Esthétiquement parlant tout dans « Friday » rappelle les seventies.
Mais le dessinateur Marcos Martin y a rajouté (comme l'avait prévu Brubaker dans son pitch) des éléments qu'on dirait tout droit sortis de la Nouvelle-Angleterre décrite par Lovecraft. Un mariage a priori contre-nature qui donne pourtant un résultat à nul autre pareil.

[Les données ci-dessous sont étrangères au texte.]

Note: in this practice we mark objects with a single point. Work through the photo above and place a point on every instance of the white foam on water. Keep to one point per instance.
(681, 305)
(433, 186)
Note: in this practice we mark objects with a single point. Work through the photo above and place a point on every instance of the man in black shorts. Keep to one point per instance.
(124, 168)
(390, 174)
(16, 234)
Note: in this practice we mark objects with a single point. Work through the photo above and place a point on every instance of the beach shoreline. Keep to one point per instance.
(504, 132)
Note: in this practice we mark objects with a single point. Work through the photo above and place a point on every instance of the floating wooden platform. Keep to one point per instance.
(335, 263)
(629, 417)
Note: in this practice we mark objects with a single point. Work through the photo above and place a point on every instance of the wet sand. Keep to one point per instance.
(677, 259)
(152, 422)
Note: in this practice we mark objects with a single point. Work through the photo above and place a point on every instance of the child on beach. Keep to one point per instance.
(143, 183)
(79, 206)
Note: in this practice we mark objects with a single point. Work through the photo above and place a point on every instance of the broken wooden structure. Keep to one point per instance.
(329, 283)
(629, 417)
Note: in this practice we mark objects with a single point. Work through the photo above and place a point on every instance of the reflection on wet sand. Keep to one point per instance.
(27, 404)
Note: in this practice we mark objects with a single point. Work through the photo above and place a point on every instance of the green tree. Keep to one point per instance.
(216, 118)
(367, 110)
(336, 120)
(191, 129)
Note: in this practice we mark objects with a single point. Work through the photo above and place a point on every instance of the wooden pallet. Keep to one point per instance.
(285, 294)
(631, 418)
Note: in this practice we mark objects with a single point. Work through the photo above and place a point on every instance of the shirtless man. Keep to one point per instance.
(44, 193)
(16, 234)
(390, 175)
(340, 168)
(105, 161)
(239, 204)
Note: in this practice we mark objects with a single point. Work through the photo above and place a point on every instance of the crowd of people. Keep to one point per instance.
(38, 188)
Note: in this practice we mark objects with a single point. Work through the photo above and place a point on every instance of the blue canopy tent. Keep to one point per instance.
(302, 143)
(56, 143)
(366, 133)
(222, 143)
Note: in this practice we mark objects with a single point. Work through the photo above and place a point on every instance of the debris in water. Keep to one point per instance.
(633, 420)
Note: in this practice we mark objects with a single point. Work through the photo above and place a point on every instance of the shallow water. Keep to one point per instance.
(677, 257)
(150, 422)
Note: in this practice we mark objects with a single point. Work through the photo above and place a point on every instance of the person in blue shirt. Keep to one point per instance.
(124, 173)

Idem pour le traitement des personnages.
Brubaker est parvenu à les faire grandir, en en faisant de jeunes adultes quelque peu chahutés par leur libido ; tout en conservant les conventions de la littérature jeunesse : le shérif est juste bon à servir de chauffeur à Lancelot Jones, ce dernier a toujours un QG dans un arbre creux au cœur d'un forêt profonde, Friday Fitzhug sort de chez elle par la fenêtre.
Bref, là encore, le mariage de la carpe et du lapin accouche de quelque chose de très original.
Si on en sait encore peu sur l’intrigue, ce premier tome est le recueil des trois premiers numéros (1er parution en version numérique sur Panel Syndicate™, puis en libraire grâce à Image Comics™) sur les sept pour l'instant disponibles, c'est qu'il sert surtout de tome d’exposition (mais quelle exposition !).
En définitive, d'une idée qu'il n'est pas le premier à avoir eu, Ed Brubaker en tire un résultat tout à fait original, et captivant.
Manifestement Marcos Martin met tout son talent de dessinateur et de storyteller dans la balance, et donne à voir l'un de ses meilleurs boulots (je n'en connais cela dit pas de mauvais, ni même de moyen).
Et cherry on the cake, la coloriste Muncha Vicente apporte la touche de savoir-faire, à ce qui sans elle ne serait pas le petit chef-d’œuvre artistique qu'est « Friday ».
Un premier tome qui est tout simplement l'une des meilleures BD que j'ai lues cette année. Et je gage qu'elle restera longtemps en haut de mon palmarès personnel.